> MySQL Cluster is a scalable, real-time in-memory, ACID-compliant transactional database
To what degree can something be called durable if it's in-memory?
> It is possible to choose how to store data; either all in memory or with some on disk (non-indexed data only). […] Disk-based data can be used to store data with less strict performance requirements, where the data set is larger than the available RAM.
It's great to have all the concepts spelled out in this article, particularly the way nodes act as transaction managers when needed, synchronously replicate to a "buddy", and have management capabilities for recovering from partition events; however, it's almost misleading to use the MySQL name: this appears to be first and foremost an in-memory solution with some afterthought given to disk-based durability.
It's durable using checkpointing and redologging, this is default behavior.
You can read more details here: http://www.clusterdb.com/mysql-cluster/how-can-a-database-be...
And I agree that using the name MySQL is a bit misleading, perhaps better with NDB (NetworkDataBase) as NDB only uses MySQL as an API for SQL access to data.
I don't know how the MySQL one works, and if it does provide disk-based durability at all, but the way Microsoft SQL server does it is explained Section 7 (at page 7) of [1]
They use a log stream and checkpoints stream that are writing to disk.
VoltDB replicates to k nodes so you can choose the level of durability. Combined with UPSes in separate parts of the datacenter, it's durable in some senses. (I'd be more concerned with a kernel or app bug that crashes the system, if there wasn't a "save RAM on unclean boot".
This only applies to the commercial version, though. The open source one ditched that feature.
VoltDB, like MySQL Cluster and several other in-memory system, uses snapshot checkpoints and logging to maintain power-loss protection. VoltDB is a bit different because of how it uses determinism + logical logging, but the point is that most of these systems don't have to lose data on power loss.

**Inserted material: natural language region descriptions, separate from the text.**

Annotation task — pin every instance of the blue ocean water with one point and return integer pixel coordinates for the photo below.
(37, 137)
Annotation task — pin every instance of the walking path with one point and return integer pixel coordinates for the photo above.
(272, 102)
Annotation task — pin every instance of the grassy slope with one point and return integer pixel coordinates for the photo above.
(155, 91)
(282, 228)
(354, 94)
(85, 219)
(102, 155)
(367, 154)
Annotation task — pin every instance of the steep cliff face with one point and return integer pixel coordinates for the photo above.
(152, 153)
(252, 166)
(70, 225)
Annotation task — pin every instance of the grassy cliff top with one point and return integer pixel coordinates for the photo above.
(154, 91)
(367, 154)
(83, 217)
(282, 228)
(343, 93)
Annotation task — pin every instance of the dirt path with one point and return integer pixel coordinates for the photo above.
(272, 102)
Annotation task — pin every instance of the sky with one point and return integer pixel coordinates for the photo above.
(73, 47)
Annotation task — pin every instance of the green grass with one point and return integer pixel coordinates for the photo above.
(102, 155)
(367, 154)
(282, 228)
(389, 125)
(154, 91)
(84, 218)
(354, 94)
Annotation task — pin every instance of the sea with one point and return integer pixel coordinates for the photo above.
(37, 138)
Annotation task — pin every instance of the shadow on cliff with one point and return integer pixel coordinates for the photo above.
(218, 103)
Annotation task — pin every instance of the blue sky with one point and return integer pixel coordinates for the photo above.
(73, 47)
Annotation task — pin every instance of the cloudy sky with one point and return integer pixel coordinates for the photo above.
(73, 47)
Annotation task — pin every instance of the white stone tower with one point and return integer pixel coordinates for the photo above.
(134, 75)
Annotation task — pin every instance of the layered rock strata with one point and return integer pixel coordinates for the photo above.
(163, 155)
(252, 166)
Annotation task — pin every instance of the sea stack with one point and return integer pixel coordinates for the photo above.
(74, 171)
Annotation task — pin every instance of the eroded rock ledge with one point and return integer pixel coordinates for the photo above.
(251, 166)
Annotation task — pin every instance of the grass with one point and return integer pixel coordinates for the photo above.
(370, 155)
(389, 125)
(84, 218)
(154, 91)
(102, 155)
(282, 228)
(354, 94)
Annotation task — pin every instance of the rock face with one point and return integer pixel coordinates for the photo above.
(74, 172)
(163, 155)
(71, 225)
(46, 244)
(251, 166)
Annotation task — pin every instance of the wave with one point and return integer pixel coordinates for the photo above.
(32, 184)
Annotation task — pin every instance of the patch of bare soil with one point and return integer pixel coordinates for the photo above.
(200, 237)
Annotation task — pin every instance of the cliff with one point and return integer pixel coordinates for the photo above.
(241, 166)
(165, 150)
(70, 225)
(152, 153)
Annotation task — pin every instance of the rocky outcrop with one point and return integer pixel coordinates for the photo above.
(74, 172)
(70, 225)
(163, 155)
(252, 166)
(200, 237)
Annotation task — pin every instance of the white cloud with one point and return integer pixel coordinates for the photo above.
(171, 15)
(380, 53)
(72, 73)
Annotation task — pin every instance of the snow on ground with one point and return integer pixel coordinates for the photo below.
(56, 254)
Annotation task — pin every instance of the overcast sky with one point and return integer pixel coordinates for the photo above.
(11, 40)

Sure but those are mostly backup, right? If a system could log to disk at a fast enough pace, then it'd not really be a main memory DB, right? It'd be essentially the same as a normal DB with a really good RAM cache. I've got to imagine there are some VoltDB users going fast enough to make logging not 100% loss proof.
Actually no. The key innovation is that data is stored in a memory friendly way, then logged to disk in an append-only, log friendly way. VoltDB can be fast and persistent; the catch is that your data must fit in memory.
Oh really? I'm not sure how I missed that all this time. Is it a newer feature? I don't recall it in the H Store paper or in any of the docs I read. In fact I recall sync vs async logging to be a decision/tradeoff. And there used to be a rather large emphasis on choosing s good k factor, and it certainly seemed to be about durability. Otherwise, it's just another normal HA thing, no big deal? As in k 0 is a perfectly fine setup, if logging is enabled?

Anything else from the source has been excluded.